На указанные в жизнеописании Грибоедова отношения его к Одоевскому я и
начну именно свои замечания. Мнение, что Одоевский мог "охранять страстного
и порывистого Грибоедова от всяких уклонений в сторону", положительно
ошибочно.
Такого влияния Одоевский никак не мог иметь по двум весьма важным и
очевидным причинам. Во-первых, не много можно найти людей, способных так
увлекаться, как увлекался Одоевский. Редко встречаются люди, так легко
переходящие от восторженного удивления к самому язвительному порицанию, от
дружбы к вражде и обратно, как это случалось с Одоевским, и очень часто без
достаточного для того основания. Я полагаю, что не ошибусь, если скажу, что
в целом казематском обществе едва можно насчитать три, четыре человека (могу
говорить беспристрастно, потому что был именно в числе их), которых
Одоевский не задел бы своими эпиграммами, нередко весьма язвительными, как,
например, известная эпиграмма на А. З. М<уравьева> {3}. Даже и те из наших
дам казематского общества, которых он же превозносил в восторженных
стихотворениях, не избегли его эпиграмм при малейшем на них неудовольствии.

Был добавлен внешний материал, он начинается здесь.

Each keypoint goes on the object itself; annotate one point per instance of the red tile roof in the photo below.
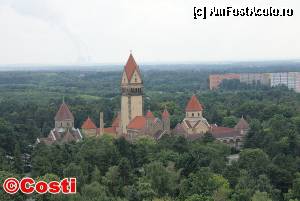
(89, 124)
(139, 122)
(242, 124)
(130, 67)
(64, 113)
(149, 114)
(165, 114)
(193, 105)
(110, 130)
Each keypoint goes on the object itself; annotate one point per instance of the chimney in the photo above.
(101, 124)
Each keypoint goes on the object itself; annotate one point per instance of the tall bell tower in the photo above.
(132, 93)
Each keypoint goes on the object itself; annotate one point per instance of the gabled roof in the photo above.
(88, 124)
(64, 113)
(165, 114)
(68, 137)
(110, 130)
(149, 114)
(193, 105)
(139, 122)
(130, 67)
(242, 124)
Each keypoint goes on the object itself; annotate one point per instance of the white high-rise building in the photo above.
(289, 79)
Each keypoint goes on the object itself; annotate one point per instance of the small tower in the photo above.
(132, 93)
(242, 126)
(149, 121)
(166, 120)
(101, 124)
(64, 119)
(194, 108)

Впрочем, слишком известная неустойчивость Одоевского в идеях и в отношениях
к людям засвидетельствована им самим в резком противоречии ответа на
послание Пушкина и дифирамба на наводнение 1824 года в Петербурге, с одной
стороны, с известным стихотворением "К отцу", с другой.

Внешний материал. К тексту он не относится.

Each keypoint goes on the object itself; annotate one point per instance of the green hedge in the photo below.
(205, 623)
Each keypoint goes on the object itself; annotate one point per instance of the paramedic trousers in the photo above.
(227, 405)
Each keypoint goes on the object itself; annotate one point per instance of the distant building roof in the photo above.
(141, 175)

Понятно, думаю, поэтому, что человек, до такой степени способный сам к
увлечению, не мог охранять от увлечений других. Сверх того, существовала и
другая, самая естественная причина, почему Одоевский никак не мог быть
ментором Грибоедова. В первую эпоху пребывания Грибоедова в Петербурге
Одоевский был еще дитя: в последний же приезд Грибоедова в северную столицу,
в 1824 году, Грибоедов был уже вполне возмужалый человек, лет тридцати,
достаточно уже опытный в жизни, тогда как Одоевский был все еще почти
юношей, и притом едва только произведенным в корнеты из юнкеров,
следовательно, ни в каком отношении не мог иметь опытности, необходимой для
руководства других.
Но Одоевский действительно сослужил добрую службу Грибоедову, хотя и по
совету других, охранив его в одном, весьма важном для последствий отношении.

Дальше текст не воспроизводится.